Congress is considering the Recovering America's Wildlife Act, to address the estimated one-third of U.S. wildlife species facing an elevated threat of extinction.
Wild turkeys were thought to be extinct in Indiana around 1900, but in the 1950s and through 2004, more than 2,700 birds were released around the state, and current estimates put the population above 120,000.
John Kanter, senior biologist for the National Wildlife Federation, said it is a success story the legislation could help replicate.
"I think it does show that through some dedicated funding, and through some real work on the part of state agencies and partners, there can be some amazing success stories when it comes to wildlife," Kanter contended.

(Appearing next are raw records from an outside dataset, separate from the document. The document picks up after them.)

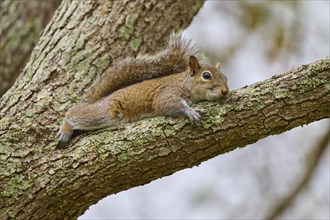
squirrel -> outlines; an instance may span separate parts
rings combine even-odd
[[[211,66],[198,61],[191,41],[180,36],[169,42],[155,59],[131,60],[132,64],[125,61],[117,66],[121,72],[115,75],[120,82],[95,84],[99,87],[90,93],[93,102],[76,105],[66,113],[57,133],[58,141],[68,142],[74,130],[94,130],[154,116],[183,115],[201,125],[200,113],[189,104],[226,96],[227,78],[219,63]]]

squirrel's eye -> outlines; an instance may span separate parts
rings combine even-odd
[[[203,73],[203,78],[204,78],[204,79],[207,79],[207,80],[211,79],[211,78],[212,78],[211,73],[209,73],[209,72],[204,72],[204,73]]]

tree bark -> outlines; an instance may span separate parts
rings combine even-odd
[[[55,148],[57,123],[96,74],[118,59],[158,50],[173,30],[187,27],[202,4],[201,0],[62,2],[20,77],[0,99],[0,219],[71,219],[97,201],[94,196],[86,200],[89,195],[80,188],[92,173],[75,182],[80,171],[65,171],[75,159],[58,157],[62,150]],[[55,167],[46,171],[49,165],[62,167],[63,172]],[[57,177],[52,180],[53,176]],[[72,181],[74,186],[66,189]],[[105,196],[97,194],[99,199]]]
[[[15,82],[60,0],[0,3],[0,97]]]
[[[80,133],[67,148],[57,147],[63,115],[96,74],[117,59],[157,50],[200,6],[63,1],[21,77],[0,99],[0,219],[76,218],[107,195],[329,117],[325,58],[235,90],[221,102],[196,105],[206,112],[202,127],[156,117]]]

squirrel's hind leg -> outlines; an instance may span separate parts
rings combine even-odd
[[[58,141],[68,142],[74,130],[96,130],[115,125],[118,120],[111,117],[108,109],[102,102],[74,106],[63,119],[57,133]]]

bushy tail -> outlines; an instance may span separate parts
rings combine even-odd
[[[198,47],[182,33],[172,34],[167,47],[152,56],[122,60],[101,74],[87,94],[88,102],[95,102],[125,86],[185,71],[188,58],[198,53]]]

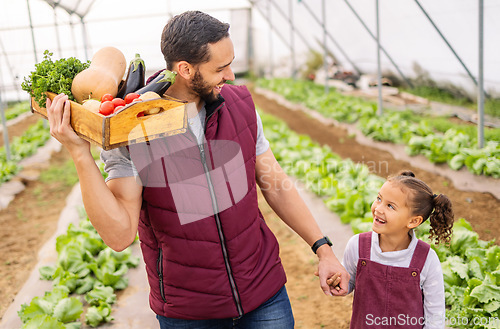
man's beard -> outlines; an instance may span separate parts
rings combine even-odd
[[[195,72],[193,80],[191,80],[191,89],[207,104],[219,99],[219,94],[214,92],[214,86],[210,86],[205,81],[199,70]]]

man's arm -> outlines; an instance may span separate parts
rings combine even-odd
[[[70,126],[68,97],[47,100],[50,133],[69,151],[76,167],[83,204],[92,225],[106,245],[121,251],[137,235],[142,187],[134,177],[112,179],[106,184],[90,152],[90,144]]]
[[[276,214],[304,239],[310,246],[323,234],[300,197],[291,179],[280,167],[269,148],[257,156],[255,164],[257,183],[266,201]],[[318,248],[318,273],[321,289],[327,295],[345,295],[348,291],[349,274],[328,245]],[[340,291],[328,286],[326,280],[333,274],[341,273]]]

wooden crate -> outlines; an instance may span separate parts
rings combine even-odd
[[[51,92],[47,95],[51,100],[56,96]],[[70,123],[75,132],[104,150],[187,131],[188,103],[173,98],[134,102],[108,116],[91,112],[73,101],[70,101],[70,105]],[[160,108],[160,111],[141,116],[141,113],[147,113],[153,108]],[[47,119],[47,109],[40,107],[33,99],[31,99],[31,111]]]

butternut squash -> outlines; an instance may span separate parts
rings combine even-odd
[[[89,98],[101,99],[104,94],[115,97],[126,69],[125,56],[119,49],[101,48],[92,57],[90,66],[75,76],[71,93],[80,104]]]

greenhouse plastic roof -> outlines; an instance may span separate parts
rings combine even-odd
[[[159,49],[161,31],[169,17],[185,10],[202,10],[231,24],[236,52],[232,67],[237,72],[244,72],[249,63],[265,75],[290,76],[293,63],[298,65],[295,71],[302,70],[312,50],[324,53],[324,12],[328,52],[346,70],[359,68],[362,73],[376,74],[375,3],[324,1],[323,11],[322,2],[149,0],[138,5],[134,0],[0,0],[0,97],[27,96],[20,89],[23,77],[44,58],[45,50],[53,53],[54,59],[71,56],[89,60],[99,48],[114,46],[127,59],[140,53],[149,71],[159,70],[165,65]],[[478,77],[477,2],[418,2],[467,70]],[[500,34],[495,33],[500,31],[499,14],[497,0],[484,1],[483,75],[490,95],[500,95]],[[384,74],[400,78],[398,70],[408,78],[422,76],[453,83],[475,95],[476,84],[415,1],[382,1],[380,16]],[[247,42],[249,37],[251,43]]]
[[[44,0],[51,7],[60,7],[68,14],[75,14],[80,17],[85,17],[90,11],[95,0]]]

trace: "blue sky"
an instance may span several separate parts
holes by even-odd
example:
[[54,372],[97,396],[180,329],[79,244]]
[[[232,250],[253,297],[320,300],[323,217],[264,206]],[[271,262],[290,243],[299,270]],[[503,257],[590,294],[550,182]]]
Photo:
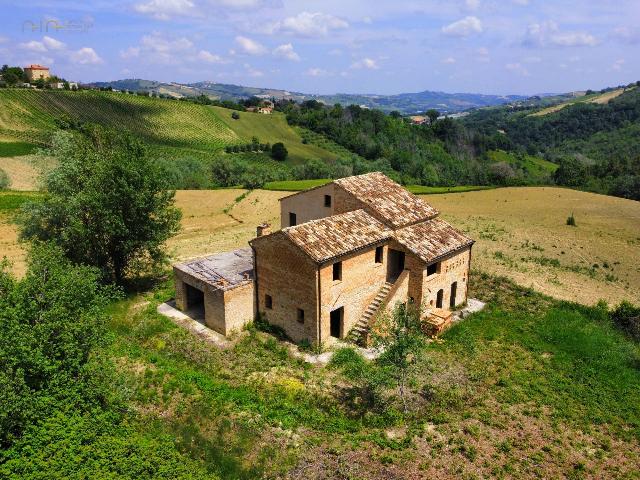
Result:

The Act would invest $1.4 billion dollars annually for states to restore wildlife habitat and migration routes, address invasive species and study emerging diseases.
In 2001, Congress mandated each state and territory submit a Wildlife Action Plan to the U.S. Fish and Wildlife Service as a condition of receiving money from a State Wildlife Grants program. Those action plans, originally submitted in 2005 and updated in 2015, contain guidance on preserving more than 12,000 threatened species. The Recovering America's Wildlife Act relies on those action plans as models for each state's conservation efforts.
Kanter sees the benefit of studying the species in depth.
"Let's get to species, understand their populations, what they need to thrive before they head towards extinction," Kanter urged.
The House of Representatives passed its version of the Recovering America's Wildlife Act in June with a bipartisan vote. The Senate bill has more than 40 co-sponsors and is ready for a floor vote.